Particularly in this last chapter, we see the present Pollan emerging. He discusses the spread of the potato across Europe and the effects of the late blight epiphytotic in Ireland in the 1840s, while also traveling to Monsanto in St. Louis to learn about genetic engineering. Talk about going into the belly of the beast - just as he would later buy a steer and follow it all the way to the slaughterhouse, he obtains potatoes that contain the gene for Bt resistance and plants them in his own garden (he would later discard them rather than serve them to the unsuspecting). He later visits a potato farmer in Idaho, where he sees the many baths of pesticides that potatoes grown conventionally must be treated to. (A moment of hilarity ensues when he is served a potato salad made of freshly dug potatoes that include the genetically engineered variety as well as some presumably pesticide-treated ones.) Afterwards, he visits an organic potato farmer, whose complex adaptive strategies are described at length.
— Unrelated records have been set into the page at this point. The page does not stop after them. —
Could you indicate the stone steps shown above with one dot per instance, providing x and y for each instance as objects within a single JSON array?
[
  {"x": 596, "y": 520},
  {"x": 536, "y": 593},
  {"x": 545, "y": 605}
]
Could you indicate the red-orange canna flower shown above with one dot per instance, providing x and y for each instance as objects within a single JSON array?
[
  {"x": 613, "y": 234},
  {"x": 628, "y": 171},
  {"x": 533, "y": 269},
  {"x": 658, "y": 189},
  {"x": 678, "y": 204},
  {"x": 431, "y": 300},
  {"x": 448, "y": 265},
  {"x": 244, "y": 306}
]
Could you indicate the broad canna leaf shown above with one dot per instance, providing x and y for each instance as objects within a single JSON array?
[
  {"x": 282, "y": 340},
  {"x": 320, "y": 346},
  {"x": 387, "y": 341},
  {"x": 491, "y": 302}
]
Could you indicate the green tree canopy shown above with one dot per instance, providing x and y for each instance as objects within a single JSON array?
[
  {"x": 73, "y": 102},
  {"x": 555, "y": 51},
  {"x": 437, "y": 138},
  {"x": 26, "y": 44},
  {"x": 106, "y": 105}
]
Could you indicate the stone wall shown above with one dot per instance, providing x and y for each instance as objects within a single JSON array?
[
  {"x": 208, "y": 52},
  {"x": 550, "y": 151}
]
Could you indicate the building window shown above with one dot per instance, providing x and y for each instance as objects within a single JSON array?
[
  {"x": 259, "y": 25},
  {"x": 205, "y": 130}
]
And then for the first time, he uses the phrase "industrial agriculture", as he discusses the efficiencies of monoculture and the problems it creates. (Of which the Irish potato famine is again presented as a prime example.) After musing on our collective responsibility for demanding perfect McDonalds' french fries and thus perfectly industrially produced potatoes ("the problem of monoculture may be as much a problem of culture as it is of agriculture"), he goes home to harvest his own (untreated) Kennebecs.

So - the perfect circle, from the gardener to the front lines of the food system, and back to the garden again, where it all begins.